Although diacritics should now be handled properly without running them through any more functions (no, utf8_encode() or utf8_decode are not required) there might be problems when using special characters such as the ampersand (&) in your HTML because they won't validate properly (see the W3C specifications for more information).
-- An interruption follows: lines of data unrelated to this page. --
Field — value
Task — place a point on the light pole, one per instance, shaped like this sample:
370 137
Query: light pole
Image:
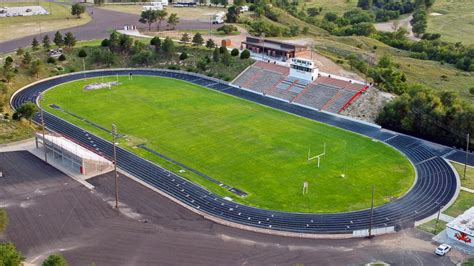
114 134
467 153
371 212
42 127
437 219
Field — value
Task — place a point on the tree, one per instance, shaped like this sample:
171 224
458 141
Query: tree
216 55
35 44
168 47
210 44
7 69
197 39
77 9
173 20
69 40
160 16
185 38
9 255
46 42
26 60
224 3
232 14
58 39
364 4
234 52
183 56
36 67
26 111
226 58
3 220
148 17
55 260
155 41
82 53
245 54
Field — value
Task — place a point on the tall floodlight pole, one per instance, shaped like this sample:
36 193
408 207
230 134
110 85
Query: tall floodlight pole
437 219
114 134
467 153
42 127
371 212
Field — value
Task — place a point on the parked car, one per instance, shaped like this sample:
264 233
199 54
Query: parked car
442 249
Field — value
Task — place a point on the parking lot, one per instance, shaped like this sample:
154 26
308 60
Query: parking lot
22 11
50 212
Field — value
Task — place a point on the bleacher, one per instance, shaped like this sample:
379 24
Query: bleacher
325 93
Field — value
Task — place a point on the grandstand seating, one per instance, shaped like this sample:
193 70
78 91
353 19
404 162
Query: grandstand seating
326 93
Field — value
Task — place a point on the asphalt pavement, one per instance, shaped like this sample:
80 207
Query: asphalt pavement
102 24
50 212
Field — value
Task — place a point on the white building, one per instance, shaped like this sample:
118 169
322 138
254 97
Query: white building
461 229
303 69
218 18
72 155
154 6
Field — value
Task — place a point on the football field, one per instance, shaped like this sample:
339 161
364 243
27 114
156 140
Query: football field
258 150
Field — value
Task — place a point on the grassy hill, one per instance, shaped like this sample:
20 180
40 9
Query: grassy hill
456 22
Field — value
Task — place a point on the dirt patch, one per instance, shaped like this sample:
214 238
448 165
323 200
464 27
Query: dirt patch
368 105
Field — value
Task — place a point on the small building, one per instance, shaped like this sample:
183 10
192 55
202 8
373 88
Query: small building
73 156
303 69
461 229
273 48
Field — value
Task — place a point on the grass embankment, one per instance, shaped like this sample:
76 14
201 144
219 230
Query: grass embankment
59 17
259 150
432 74
456 22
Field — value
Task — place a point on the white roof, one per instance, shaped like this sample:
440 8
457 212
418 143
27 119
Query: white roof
464 222
74 148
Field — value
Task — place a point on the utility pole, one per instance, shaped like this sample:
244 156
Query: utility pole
371 212
42 126
84 68
437 219
114 134
467 153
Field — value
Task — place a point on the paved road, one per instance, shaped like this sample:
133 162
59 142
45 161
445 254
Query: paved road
102 23
49 211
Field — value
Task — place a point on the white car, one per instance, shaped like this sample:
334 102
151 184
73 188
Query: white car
442 249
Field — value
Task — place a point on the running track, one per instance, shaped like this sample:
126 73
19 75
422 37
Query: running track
435 186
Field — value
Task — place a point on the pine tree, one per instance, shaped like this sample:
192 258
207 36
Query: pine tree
46 42
35 44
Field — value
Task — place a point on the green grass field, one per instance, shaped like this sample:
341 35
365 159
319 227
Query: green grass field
257 149
456 23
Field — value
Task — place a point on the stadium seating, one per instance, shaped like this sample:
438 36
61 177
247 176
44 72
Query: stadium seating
326 93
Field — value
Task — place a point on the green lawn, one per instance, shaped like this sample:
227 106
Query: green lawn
259 150
464 201
456 24
59 17
467 182
431 226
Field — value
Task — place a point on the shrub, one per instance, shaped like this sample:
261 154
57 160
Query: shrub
234 52
105 43
245 54
183 56
51 60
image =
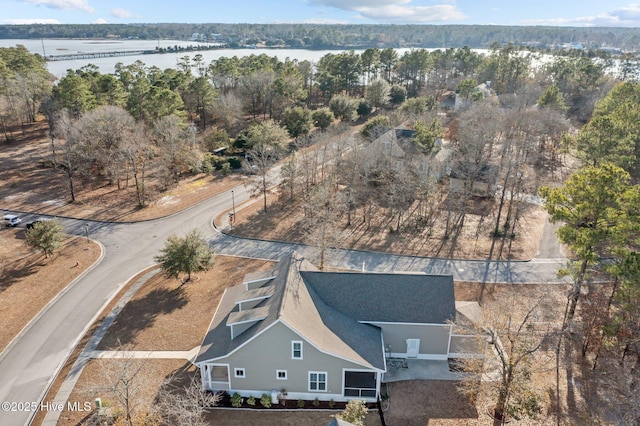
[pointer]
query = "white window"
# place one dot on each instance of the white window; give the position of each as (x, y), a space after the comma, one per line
(296, 349)
(317, 381)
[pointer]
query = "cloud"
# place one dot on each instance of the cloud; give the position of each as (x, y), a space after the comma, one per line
(82, 5)
(626, 16)
(30, 21)
(396, 11)
(121, 13)
(322, 21)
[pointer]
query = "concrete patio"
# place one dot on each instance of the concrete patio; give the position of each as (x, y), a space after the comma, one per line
(420, 369)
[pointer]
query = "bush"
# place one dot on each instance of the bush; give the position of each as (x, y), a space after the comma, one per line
(265, 400)
(235, 162)
(364, 109)
(236, 400)
(374, 127)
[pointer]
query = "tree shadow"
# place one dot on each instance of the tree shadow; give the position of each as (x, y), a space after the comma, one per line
(140, 314)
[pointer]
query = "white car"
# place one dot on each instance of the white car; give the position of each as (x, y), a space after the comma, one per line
(11, 220)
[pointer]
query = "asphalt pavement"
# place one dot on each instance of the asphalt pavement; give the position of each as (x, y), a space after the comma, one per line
(33, 359)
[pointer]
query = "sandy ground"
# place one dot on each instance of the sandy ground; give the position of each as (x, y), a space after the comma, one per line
(27, 285)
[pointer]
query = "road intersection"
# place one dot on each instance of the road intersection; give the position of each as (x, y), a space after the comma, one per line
(30, 363)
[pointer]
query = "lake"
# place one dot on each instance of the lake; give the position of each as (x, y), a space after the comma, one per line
(162, 61)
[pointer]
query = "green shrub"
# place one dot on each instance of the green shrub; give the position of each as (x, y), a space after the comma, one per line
(236, 400)
(265, 400)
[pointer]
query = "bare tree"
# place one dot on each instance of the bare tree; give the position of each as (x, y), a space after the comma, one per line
(122, 381)
(184, 405)
(505, 371)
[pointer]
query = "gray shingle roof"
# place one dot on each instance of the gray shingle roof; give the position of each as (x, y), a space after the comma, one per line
(414, 298)
(325, 309)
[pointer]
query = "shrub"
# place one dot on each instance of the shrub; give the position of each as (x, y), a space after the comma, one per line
(236, 400)
(354, 412)
(363, 109)
(375, 126)
(265, 400)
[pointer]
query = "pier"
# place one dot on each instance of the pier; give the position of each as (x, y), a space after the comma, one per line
(74, 56)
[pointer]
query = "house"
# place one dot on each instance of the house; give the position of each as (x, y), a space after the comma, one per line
(325, 335)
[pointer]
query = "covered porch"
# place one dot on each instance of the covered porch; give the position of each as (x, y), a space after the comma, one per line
(400, 369)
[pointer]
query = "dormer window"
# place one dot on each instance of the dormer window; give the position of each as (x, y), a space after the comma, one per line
(296, 349)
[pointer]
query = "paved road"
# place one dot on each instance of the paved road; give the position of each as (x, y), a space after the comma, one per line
(32, 360)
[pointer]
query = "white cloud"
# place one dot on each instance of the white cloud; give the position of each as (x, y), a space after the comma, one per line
(82, 5)
(357, 4)
(30, 21)
(323, 21)
(121, 13)
(627, 16)
(397, 10)
(413, 14)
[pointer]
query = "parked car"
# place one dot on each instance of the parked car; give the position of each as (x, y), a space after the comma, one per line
(11, 220)
(34, 223)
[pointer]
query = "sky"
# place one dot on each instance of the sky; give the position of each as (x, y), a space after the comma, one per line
(583, 13)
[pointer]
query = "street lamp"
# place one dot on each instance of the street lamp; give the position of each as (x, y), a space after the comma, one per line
(232, 215)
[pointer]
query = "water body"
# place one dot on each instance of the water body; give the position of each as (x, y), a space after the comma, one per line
(166, 60)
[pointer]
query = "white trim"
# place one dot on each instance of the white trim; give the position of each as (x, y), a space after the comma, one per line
(414, 344)
(439, 324)
(293, 342)
(329, 353)
(433, 357)
(378, 380)
(208, 379)
(240, 302)
(317, 382)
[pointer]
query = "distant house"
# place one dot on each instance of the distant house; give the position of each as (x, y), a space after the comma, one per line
(325, 335)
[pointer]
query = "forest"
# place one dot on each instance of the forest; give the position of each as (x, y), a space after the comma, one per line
(315, 36)
(501, 116)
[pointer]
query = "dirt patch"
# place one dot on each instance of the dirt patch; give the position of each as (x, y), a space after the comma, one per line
(164, 315)
(28, 183)
(30, 281)
(284, 221)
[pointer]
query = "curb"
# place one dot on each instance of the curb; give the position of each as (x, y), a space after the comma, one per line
(57, 297)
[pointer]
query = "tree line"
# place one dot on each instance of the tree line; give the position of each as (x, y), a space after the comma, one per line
(327, 36)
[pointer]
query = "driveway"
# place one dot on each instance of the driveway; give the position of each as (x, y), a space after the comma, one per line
(31, 362)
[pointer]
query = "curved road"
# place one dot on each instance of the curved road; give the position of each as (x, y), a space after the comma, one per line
(32, 360)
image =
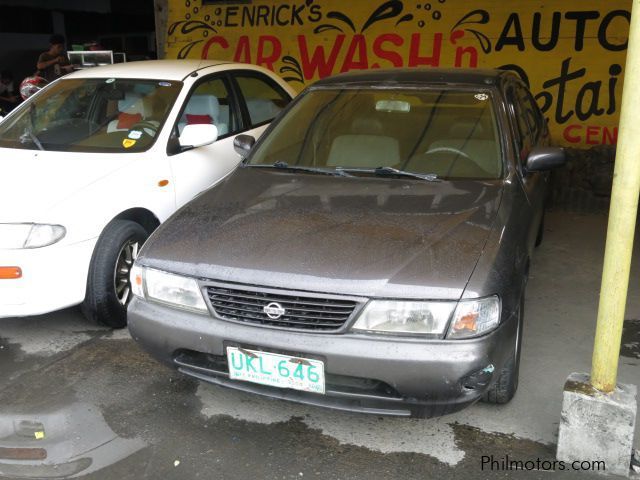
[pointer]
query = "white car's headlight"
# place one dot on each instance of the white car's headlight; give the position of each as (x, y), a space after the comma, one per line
(29, 235)
(475, 317)
(405, 317)
(167, 288)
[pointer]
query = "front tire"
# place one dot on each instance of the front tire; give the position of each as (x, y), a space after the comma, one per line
(108, 284)
(506, 385)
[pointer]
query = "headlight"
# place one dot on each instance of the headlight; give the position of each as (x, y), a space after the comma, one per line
(405, 317)
(29, 235)
(475, 317)
(168, 288)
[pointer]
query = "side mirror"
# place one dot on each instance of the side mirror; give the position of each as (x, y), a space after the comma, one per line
(545, 158)
(198, 135)
(243, 144)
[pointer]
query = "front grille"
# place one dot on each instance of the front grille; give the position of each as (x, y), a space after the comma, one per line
(306, 313)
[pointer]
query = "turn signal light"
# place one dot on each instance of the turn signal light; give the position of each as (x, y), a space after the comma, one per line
(467, 322)
(10, 273)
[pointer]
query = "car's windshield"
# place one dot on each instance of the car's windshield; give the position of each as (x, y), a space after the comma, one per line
(91, 115)
(452, 133)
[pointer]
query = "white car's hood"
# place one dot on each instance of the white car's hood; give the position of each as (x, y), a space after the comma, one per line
(32, 183)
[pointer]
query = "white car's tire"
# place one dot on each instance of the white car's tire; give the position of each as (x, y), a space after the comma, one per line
(108, 284)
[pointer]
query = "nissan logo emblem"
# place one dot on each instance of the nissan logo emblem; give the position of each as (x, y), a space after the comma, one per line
(274, 310)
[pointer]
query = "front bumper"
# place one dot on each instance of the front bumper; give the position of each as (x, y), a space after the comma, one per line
(53, 277)
(364, 373)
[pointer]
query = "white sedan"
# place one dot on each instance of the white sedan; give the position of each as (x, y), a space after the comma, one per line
(94, 162)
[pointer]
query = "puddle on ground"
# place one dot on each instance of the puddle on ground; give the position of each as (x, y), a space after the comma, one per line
(630, 339)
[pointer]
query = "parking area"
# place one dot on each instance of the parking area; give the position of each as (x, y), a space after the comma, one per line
(107, 409)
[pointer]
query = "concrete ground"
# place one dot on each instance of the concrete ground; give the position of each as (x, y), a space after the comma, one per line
(106, 409)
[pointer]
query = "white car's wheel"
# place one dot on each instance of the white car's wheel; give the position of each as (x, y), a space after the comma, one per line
(108, 283)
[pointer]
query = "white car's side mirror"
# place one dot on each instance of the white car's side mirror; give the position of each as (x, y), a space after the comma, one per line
(198, 135)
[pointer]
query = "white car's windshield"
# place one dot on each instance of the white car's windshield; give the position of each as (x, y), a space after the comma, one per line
(92, 115)
(448, 133)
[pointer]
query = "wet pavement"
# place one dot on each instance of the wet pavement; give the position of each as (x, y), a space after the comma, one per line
(79, 400)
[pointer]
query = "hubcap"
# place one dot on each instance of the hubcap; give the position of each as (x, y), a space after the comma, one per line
(121, 281)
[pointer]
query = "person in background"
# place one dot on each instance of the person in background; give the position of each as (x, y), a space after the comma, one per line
(53, 64)
(8, 98)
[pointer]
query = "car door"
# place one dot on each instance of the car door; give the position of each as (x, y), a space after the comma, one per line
(530, 129)
(261, 99)
(210, 100)
(218, 99)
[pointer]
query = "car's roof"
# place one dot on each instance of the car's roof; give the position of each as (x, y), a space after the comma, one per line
(413, 76)
(151, 69)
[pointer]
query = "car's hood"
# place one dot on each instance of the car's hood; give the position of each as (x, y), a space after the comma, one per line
(384, 237)
(34, 182)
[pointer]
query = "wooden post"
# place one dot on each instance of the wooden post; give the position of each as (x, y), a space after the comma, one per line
(622, 222)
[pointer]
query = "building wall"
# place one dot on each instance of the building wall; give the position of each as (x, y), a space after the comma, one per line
(571, 52)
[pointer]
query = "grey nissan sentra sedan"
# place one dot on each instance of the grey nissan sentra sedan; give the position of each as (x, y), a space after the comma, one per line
(371, 252)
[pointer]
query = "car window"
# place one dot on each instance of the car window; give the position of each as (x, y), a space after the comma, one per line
(210, 103)
(263, 97)
(452, 133)
(523, 133)
(92, 115)
(531, 112)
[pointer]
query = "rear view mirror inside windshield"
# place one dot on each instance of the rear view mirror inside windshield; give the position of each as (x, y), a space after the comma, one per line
(114, 94)
(393, 106)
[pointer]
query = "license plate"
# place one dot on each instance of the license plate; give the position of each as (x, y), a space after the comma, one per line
(276, 370)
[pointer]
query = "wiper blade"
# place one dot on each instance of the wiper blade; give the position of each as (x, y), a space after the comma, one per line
(32, 137)
(431, 177)
(388, 171)
(294, 168)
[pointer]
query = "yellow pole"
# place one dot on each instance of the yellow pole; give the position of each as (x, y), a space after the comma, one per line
(622, 222)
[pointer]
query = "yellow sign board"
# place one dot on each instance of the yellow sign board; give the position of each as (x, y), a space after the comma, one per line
(570, 52)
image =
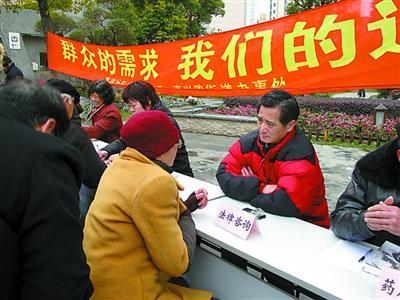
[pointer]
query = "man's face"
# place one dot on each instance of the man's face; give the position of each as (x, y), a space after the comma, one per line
(68, 104)
(6, 67)
(271, 130)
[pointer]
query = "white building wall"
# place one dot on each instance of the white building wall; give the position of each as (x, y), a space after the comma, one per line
(235, 15)
(240, 13)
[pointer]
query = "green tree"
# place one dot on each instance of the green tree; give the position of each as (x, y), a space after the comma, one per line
(130, 22)
(110, 22)
(301, 5)
(48, 9)
(61, 24)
To avoid this issue, those characters must be converted: $myLink = htmlspecialchars("<a href='http://example.com'>Iñtërnâtiônàlizætiøn</a>", ENT_QUOTES);
If you want to display a value which might contain quotes inside a textfield (example: <input name="inputName" value="$quotedText" />), then it's especially important to run $quotedText through htmlspecialchars() using ENT_QUOTES as an option because the rendered HTML might otherwise look like this: <input name="inputName" value="Bruce "Batman" Wayne" />
When using forms, make sure you add the charset property: <form action="myFormHandler.php" method="post" accept-charset="UTF8">. This will make sure that the input sent to the server is UTF-8 encoded.
This is the only requirement to handle unicode correctly, but care should also be taken with special characters such as quotes to avoid SQL injection. First of all, check if Magic Quotes is enabled and make sure those quotes are removed:
if ( get_magic_quotes_gpc() ) {
$_GET = array_map('stripslashes',$_GET);
$_POST = array_map('stripslashes',$_POST);
$_COOKIE = array_map('stripslashes',$_COOKIE);
}
The data should be properly saved to the database using the functions provided by your database abstraction layer. If you're using the default functions provided by PHP, store data this way: "UPDATE t SET column='" . mysql_real_escape_string($_POST['input'], $conn) . "' WHERE ...";
It's generally recommended not to save your PHP files as UTF-8 because some editors (including Zend Studio) do not handle them properly. We have configured PHP Eclipse to do so however, and haven't noticed any problems yet.